Environment Minister Mark Speakman today marked the Thai New Year by announcing the pregnancy of Taronga Zoo’s Thai elephant, Pak Boon.
The new calf will be the fourth born at the zoo as part of Taronga’s regional conservation breeding program. The first calf, a male called Luk Chai, was born at Taronga in 2009. The regional program, which also includes Melbourne Zoo, has already produced seven calves in seven years.
“This is a perfect time to announce this conservation breeding success, as the traditional Thai festival of Songkran celebrates New Year in Thailand which is a time of renewal and new beginnings,” Mr Speakman said.
In 2004, the Royal Thai Government and the NSW Government signed a memorandum of understanding to bring five elephants (one male and four females including Pak Boon) to Taronga as part of the Australasian Conservation Breeding Program for Asian Elephants.

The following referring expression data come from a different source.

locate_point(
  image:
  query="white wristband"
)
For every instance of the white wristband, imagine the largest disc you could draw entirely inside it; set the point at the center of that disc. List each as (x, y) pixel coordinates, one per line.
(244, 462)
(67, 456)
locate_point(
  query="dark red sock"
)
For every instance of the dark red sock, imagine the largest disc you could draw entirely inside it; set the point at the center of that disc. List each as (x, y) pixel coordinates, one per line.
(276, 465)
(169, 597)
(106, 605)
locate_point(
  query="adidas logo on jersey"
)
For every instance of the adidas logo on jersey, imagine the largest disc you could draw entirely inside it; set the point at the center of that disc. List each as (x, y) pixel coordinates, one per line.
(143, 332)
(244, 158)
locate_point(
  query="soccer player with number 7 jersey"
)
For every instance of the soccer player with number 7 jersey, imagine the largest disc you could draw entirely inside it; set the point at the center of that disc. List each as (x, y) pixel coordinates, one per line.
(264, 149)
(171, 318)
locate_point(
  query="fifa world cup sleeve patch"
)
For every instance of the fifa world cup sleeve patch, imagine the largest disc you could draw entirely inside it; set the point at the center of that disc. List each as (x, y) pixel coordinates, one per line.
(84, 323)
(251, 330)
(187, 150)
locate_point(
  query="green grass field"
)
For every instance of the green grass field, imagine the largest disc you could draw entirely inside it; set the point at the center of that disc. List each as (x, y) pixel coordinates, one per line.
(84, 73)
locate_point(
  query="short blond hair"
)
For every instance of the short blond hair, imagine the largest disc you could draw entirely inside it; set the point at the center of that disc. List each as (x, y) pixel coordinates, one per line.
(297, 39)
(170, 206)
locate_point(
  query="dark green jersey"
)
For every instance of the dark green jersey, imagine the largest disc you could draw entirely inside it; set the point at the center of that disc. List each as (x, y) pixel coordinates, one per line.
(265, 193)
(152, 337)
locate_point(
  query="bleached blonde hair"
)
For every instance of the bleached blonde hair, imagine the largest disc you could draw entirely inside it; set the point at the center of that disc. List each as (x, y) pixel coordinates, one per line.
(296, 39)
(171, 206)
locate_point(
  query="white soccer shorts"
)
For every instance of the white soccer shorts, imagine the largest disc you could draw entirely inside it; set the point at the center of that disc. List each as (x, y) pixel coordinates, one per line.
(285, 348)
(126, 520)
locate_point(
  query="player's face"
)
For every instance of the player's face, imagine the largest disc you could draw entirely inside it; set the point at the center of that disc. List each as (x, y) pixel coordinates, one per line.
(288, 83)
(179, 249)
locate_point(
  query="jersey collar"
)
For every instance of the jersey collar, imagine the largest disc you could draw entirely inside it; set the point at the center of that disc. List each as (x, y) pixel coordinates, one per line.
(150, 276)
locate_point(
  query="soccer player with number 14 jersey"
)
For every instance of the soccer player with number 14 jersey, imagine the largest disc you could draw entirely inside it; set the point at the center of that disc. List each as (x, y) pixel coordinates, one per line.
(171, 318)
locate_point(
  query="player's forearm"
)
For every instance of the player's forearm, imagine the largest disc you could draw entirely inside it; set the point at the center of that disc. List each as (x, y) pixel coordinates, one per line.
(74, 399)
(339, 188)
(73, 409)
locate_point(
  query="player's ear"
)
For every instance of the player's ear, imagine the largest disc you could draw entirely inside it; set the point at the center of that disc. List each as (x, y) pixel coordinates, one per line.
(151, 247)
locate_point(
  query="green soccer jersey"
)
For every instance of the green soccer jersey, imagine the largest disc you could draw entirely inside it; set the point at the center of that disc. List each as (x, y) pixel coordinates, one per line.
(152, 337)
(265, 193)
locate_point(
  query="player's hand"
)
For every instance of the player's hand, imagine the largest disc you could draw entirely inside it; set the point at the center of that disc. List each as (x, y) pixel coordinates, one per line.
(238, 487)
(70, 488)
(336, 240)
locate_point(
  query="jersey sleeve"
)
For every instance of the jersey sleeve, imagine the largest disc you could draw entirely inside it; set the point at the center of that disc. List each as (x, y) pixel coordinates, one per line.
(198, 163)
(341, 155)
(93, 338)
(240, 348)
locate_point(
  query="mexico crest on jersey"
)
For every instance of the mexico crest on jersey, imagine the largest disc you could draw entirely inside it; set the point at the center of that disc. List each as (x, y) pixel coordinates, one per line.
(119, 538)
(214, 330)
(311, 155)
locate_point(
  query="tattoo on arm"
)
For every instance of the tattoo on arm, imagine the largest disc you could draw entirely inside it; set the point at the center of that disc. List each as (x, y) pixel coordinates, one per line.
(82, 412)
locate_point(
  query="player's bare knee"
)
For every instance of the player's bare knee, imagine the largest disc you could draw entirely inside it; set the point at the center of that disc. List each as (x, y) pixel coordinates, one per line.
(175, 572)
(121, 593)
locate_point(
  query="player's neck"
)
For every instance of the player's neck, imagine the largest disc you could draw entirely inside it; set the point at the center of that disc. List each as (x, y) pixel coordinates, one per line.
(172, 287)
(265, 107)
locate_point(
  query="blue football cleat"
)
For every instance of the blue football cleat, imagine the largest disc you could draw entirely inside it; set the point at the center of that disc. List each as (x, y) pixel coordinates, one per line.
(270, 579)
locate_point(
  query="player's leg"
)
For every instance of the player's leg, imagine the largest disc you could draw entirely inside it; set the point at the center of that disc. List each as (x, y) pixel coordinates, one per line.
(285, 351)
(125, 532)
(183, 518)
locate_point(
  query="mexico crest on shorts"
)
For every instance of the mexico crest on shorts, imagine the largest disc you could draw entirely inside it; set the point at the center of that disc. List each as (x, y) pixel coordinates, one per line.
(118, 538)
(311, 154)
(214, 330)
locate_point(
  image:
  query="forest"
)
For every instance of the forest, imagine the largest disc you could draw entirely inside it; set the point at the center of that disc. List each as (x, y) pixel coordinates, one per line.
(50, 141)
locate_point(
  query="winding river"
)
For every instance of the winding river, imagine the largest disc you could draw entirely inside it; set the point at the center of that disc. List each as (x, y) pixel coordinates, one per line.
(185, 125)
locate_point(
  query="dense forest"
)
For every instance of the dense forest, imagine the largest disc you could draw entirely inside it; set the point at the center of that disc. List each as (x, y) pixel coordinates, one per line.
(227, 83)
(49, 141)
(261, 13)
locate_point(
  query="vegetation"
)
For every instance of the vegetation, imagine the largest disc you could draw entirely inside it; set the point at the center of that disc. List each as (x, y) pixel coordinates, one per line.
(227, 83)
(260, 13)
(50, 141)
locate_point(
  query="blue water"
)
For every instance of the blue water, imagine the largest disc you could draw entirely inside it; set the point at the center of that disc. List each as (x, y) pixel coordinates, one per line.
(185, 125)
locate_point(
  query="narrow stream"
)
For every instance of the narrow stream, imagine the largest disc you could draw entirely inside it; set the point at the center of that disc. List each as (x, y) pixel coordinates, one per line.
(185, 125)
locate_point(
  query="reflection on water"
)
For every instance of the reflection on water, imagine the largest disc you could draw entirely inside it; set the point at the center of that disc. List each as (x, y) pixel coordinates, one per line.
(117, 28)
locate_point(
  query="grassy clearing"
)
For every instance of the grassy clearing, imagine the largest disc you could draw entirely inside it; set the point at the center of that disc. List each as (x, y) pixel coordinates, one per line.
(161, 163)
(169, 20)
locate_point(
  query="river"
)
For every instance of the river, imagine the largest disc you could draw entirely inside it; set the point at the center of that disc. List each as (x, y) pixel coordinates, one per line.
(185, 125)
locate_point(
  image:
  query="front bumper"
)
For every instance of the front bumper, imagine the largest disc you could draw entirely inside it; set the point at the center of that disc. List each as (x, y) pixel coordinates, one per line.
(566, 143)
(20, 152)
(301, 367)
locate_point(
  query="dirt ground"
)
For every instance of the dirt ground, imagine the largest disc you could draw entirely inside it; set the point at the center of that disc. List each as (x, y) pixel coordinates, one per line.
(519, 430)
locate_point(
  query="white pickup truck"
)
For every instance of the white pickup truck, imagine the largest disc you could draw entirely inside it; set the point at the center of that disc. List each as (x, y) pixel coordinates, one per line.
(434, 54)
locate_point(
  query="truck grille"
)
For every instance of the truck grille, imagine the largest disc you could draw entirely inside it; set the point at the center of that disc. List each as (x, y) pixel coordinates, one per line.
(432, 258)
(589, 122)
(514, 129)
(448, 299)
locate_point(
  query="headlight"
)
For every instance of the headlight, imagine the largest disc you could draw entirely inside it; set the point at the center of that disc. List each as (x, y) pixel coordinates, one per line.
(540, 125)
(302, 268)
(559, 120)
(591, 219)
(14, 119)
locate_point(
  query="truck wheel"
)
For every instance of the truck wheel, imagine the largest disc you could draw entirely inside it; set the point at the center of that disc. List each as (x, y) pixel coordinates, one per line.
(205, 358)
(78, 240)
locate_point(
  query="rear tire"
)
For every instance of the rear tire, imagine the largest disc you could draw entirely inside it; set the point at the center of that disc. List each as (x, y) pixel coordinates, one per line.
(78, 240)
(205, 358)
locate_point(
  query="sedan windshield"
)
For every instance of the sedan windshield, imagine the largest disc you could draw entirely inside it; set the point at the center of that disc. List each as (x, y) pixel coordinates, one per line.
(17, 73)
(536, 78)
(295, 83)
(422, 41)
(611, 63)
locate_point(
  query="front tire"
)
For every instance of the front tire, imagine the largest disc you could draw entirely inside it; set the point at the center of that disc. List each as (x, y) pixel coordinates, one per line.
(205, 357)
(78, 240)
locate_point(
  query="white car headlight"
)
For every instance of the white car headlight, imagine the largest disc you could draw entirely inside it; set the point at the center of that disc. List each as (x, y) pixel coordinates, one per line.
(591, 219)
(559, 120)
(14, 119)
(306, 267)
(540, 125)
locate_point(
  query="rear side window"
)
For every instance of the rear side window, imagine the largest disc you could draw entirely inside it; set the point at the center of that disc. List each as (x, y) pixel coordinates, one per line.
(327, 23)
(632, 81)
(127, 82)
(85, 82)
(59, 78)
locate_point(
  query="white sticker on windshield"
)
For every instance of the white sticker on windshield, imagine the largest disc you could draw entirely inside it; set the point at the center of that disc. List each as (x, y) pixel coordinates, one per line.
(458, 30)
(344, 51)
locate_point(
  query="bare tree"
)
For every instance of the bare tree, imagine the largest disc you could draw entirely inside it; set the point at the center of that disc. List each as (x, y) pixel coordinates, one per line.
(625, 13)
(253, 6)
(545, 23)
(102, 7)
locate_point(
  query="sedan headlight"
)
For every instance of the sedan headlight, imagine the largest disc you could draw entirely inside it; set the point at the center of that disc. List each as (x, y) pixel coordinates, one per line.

“Pak Boon’s pregnancy is a fitting opportunity to introduce zoo visitors to the cultural significance of elephants in Thailand and share Taronga’s determination to support elephants, which are an endangered species,” Mr Speakman said.
The Thai Consul-General, Mr Nathapol Khantahiran, joined Taronga to celebrate Pak Boon’s pregnancy and the Songkran Festival. In Thailand, elephants have spiritual significance and are regarded as the national animal.
Taronga also supports ranger stations in Thailand’s Kui Buri National Park, which has helped the Royal Thai Government successfully suppress elephant poaching in southern Thailand.
Mr Speakman said it was important for Taronga and other like-minded organisations to do everything in their power to raise public awareness and support governments across Asia in their fight against poaching.
Pak Boon is an experienced mother, who delivered the zoo’s first female calf, Tukta, in 2010.